= Claude C. McRaven =

American football player (1918–2007)

Colonel Claude Coy "Mac" McRaven (February 23, 1918 - May 13, 2007) was a World War II fighter pilot, a colonel in the United States Air Force and an American football player who played in the National Football League and the American Football League, in 1939 and 1940, respectively.

==Early life and education==
McRaven was born on February 23, 1918, in East St. Louis, Illinois, the son of Claude and Adah Marie Coy McRaven. As a child, he grew up in Portageville, Missouri, with his sister Corrine and brother Alvin. In high school, he lettered in track, baseball, basketball, and football, and "was a member of the state championship Portageville track team."

==College athletics==
He received a scholarship to and attended Murray State Teachers College in Murray, Kentucky, from 1935 to 1939. While at Murray State, McRaven played football, basketball, intramural softball, and track, breaking records in football and track, and was referred to by The College News, Murray State's newspaper, as a "triple-threater". One of his nicknames was "Bullet Bill," which oftentimes was shortened to "Bill." McRaven was referred to as "Mac" by his closest friends.

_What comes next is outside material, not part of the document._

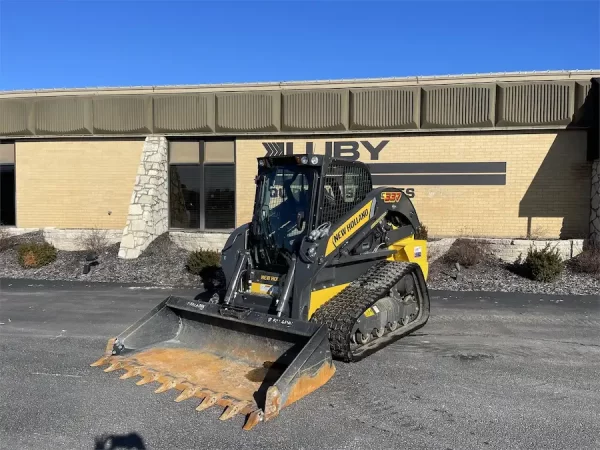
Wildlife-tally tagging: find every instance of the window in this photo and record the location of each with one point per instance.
(346, 185)
(202, 185)
(7, 185)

He played various positions in football, including right guard, halfback (making the All-Kentucky Intercollegiate Athletic Conference second-team in his junior year), and on defense (returning a pass interception against Morehead 77 yards for a touchdown). He twice returned kickoffs for touchdowns (102 yards against Tennessee Tech as a junior and 93 yards against Middle Tennessee State University as a senior). He scored six touchdowns in the 1937–1938 season, the third highest number on the varsity team. He was inducted into the Murray State University Racers Hall of Fame in 1975 for his football exploits.

McRaven was one of 13 students who made up the first Murray State Teachers College track team. He was a sprinter and pole vaulter.

==Professional football==
Claude “Bill” McRaven was one of the first Murray State football players to be signed by a big league football team. On February 27, 1939, The College News reported that "Claude 'Bullet Bill' McRaven signed a contract with the Cleveland Rams of the National Professional Football League."

During the 1939 pro-football season, McRaven played wingback and defensive back for the Rams, wearing number 22. He started three of the seven games he played that year and rushed for 29 yards on seven carries averaging 4.1 yards. He also caught two passes for 14 yards. McRaven was on the roster for both the St. Louis Gunners and the Cincinnati Bengals of the American Football League during the 1940 season. For the Bengals, he played halfback, wearing number 54. He started three of the four games he played that season and scored one touchdown.

==Military service==
McRaven joined the United States Army Air Corps on January 9, 1942. He attended flight training at Brooks Field, San Antonio, Texas. After graduation, he was assigned to the 31st Pursuit Group in England, He flew Supermarine Spitfires in support of bomber missions. He also flew combat missions in North Africa, Sicily, and Italy. Among his military awards and decorations are the Distinguished Flying Cross, Air Medal with 12 Oak Leaf Clusters, and four European Campaign medals.

He retired from the United States Air Force on October 31, 1967, after serving in World War II, Korean War, and Vietnam War.

==Post-military career==
McRaven worked a brief time for the San Antonio's Model Cities Program and then became the city's labor relations negotiator.

==Personal life==
McRaven met Anna Elizabeth Long, his wife of forty years, on a blind date while stationed in Victoria, Texas. They had two daughters and a son, retired United States Navy four-star Admiral William H. McRaven. He died in San Antonio on May 13, 2007.